Le service public, ouf, Raouya l’a quitté en 2005. La retraite anticipée bien méritée lui a permis de revenir sur les planches et de se consacrer à ses deux passions, son “î’chq” comme elle dit, le cinéma et le théâtre. Maintenant, elle en vit, tant bien que mal, et fait vivre sa famille. Une mère et deux sœurs, pour lesquelles elle est “l’homme” qui veille sur elles. Sa vie privée, elle en parle par bribes, sans les détails. Des souvenirs d’enfance douloureuse, un mariage suivi de près d’un divorce, et pas d’enfants. “Je suis une femme comme les autres”, conclut-elle.

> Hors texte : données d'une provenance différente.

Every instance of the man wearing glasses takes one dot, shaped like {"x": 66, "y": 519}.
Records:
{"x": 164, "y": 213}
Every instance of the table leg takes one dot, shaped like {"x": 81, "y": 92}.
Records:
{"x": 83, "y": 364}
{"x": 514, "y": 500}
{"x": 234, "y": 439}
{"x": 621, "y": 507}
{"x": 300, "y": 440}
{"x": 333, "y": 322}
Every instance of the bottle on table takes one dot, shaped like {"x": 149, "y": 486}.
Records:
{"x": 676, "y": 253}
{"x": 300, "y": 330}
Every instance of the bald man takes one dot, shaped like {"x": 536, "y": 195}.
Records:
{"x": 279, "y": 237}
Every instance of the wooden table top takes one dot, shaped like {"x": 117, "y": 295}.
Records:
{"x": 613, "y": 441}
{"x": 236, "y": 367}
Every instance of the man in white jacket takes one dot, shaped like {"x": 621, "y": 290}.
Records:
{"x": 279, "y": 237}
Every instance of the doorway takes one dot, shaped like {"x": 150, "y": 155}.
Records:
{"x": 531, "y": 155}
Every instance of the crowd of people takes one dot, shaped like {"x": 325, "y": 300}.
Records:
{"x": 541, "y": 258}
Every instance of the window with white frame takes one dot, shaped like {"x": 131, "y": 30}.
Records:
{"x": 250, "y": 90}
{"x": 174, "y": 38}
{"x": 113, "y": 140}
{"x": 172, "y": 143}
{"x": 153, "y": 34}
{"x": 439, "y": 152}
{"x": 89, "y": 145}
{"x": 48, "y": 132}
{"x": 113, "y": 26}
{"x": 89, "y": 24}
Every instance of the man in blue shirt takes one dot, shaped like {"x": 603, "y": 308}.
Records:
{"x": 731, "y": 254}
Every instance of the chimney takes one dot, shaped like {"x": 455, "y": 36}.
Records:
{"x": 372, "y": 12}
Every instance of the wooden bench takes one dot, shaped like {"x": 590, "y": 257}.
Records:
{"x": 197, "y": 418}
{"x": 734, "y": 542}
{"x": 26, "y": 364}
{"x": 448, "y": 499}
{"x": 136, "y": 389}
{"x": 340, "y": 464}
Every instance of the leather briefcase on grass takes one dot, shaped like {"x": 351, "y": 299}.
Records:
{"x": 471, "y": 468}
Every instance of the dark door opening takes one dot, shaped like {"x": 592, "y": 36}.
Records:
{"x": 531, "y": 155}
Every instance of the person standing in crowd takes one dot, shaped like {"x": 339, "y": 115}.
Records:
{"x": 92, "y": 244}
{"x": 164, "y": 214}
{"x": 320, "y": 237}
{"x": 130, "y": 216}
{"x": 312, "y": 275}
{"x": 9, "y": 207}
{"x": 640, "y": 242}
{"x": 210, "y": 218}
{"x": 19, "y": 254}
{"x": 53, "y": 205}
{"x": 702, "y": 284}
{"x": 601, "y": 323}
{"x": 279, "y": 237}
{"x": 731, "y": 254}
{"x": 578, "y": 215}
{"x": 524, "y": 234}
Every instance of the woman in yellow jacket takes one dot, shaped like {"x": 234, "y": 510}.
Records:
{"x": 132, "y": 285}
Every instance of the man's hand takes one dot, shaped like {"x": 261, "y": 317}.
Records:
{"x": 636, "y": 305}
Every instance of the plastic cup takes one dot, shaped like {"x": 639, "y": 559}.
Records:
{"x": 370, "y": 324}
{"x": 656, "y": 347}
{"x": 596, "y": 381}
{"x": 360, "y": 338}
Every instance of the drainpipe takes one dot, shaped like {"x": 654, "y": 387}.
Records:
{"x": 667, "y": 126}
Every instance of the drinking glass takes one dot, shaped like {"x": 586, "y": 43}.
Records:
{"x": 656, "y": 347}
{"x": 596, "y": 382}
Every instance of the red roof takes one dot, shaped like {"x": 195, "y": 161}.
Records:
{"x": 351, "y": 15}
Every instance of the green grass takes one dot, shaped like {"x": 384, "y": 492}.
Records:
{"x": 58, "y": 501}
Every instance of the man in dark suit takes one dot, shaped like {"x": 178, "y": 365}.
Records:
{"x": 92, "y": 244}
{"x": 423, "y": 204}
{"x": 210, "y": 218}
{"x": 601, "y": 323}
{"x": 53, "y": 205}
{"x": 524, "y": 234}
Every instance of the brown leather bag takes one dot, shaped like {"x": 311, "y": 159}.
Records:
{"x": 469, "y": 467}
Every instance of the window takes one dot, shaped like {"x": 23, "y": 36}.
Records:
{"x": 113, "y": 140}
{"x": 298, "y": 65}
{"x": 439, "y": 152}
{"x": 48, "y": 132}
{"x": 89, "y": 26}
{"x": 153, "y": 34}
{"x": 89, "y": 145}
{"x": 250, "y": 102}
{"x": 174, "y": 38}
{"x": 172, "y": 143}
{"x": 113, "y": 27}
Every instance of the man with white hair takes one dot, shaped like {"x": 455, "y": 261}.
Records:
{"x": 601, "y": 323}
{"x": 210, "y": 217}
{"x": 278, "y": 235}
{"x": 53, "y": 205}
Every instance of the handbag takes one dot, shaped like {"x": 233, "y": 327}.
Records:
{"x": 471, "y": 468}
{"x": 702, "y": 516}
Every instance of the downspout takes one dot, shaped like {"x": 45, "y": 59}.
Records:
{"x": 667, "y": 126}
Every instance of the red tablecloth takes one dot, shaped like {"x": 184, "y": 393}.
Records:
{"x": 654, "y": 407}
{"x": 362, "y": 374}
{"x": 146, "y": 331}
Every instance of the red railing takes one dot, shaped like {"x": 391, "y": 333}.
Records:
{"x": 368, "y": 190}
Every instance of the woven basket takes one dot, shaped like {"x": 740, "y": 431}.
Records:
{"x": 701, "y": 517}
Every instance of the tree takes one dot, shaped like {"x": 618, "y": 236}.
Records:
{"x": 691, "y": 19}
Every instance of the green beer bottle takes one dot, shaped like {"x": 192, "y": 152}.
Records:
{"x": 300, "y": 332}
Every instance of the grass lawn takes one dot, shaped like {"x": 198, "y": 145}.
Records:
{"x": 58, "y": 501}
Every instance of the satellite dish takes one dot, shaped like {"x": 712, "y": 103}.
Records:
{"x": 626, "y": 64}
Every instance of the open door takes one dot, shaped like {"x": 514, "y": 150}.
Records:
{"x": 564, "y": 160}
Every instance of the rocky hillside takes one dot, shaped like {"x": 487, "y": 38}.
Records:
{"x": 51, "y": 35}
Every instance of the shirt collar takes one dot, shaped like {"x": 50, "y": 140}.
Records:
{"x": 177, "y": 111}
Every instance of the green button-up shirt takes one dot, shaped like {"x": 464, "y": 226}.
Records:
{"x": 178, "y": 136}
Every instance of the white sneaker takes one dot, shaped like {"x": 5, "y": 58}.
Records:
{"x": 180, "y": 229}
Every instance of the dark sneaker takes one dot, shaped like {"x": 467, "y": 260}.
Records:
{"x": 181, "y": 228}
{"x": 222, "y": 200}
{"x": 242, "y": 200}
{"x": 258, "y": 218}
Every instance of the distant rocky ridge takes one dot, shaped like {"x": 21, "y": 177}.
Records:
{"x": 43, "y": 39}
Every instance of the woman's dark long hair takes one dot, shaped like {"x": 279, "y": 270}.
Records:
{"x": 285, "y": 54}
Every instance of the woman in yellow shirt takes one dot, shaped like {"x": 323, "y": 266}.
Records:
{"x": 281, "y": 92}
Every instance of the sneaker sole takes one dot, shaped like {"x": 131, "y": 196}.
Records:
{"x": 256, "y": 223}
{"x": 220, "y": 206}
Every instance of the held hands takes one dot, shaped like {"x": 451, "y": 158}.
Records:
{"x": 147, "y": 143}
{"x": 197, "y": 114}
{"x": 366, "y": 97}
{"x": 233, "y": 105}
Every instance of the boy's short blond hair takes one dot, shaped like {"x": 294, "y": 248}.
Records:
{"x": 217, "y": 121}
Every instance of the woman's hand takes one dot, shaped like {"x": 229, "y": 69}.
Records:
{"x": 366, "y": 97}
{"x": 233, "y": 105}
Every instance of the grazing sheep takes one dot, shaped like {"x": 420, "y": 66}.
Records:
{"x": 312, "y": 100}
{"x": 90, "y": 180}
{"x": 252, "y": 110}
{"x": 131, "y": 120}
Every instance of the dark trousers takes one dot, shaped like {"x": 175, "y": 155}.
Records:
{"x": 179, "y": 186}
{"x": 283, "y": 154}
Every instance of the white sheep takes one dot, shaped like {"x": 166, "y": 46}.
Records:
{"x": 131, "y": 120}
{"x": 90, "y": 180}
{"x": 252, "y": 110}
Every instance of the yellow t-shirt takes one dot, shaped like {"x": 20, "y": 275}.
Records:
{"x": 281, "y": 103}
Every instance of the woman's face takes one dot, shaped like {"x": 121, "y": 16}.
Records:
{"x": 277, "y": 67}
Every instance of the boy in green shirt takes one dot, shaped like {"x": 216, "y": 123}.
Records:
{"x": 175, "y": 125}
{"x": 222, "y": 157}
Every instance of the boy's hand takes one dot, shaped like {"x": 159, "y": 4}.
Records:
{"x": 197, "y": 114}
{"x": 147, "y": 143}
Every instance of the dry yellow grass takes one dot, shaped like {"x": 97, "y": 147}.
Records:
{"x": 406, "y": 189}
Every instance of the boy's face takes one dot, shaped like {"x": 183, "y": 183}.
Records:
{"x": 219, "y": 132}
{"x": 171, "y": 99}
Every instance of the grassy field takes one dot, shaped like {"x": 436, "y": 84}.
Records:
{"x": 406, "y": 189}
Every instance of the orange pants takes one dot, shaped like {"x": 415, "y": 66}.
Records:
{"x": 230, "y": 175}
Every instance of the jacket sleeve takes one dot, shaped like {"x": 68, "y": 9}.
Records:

En savoir plus sur elle ? Il suffit, justement, de plonger dans ses yeux noir de braise, de l’entendre rire à gorge déployée, ou se cacher derrière ses “Marquise” pour partager ce que dit d’elle celle qui l’a révélée. “Elle est généreuse, en souffrance parfois, car en quête d'absolu, et merveilleusement folle, de cette folie qui, souvent, frise le génie”, résume Narjiss Nejjar. C’est certainement vrai, c’est tout ça Raouya.



Sa carrière en dates

1971. Knock, pièce de théâtre de Ahmed Tayeb Laâlej
1972. Le Bourgeois Gentilhomme, pièce de théâtre de Ahmed Tayeb Laâlej
1996. Les trésors de l’Atlas, film de Mohamed Abbazi
1999. L’histoire d’une rose, de Abdelmajid R’chich
2000. Du Paradis à l’Enfer, de Saïd Souda
2001. Les lèvres du silence, de Hassan Benjelloun
2002. Soif, de Saâd Chraïbi, And now Ladies and Gentlemen, de Claude Lelouch
2003. Les Yeux Secs, de Narjiss Nejjar
2004. Chaqaîqo Annouâamane, pièce de théâtre (Aquarium)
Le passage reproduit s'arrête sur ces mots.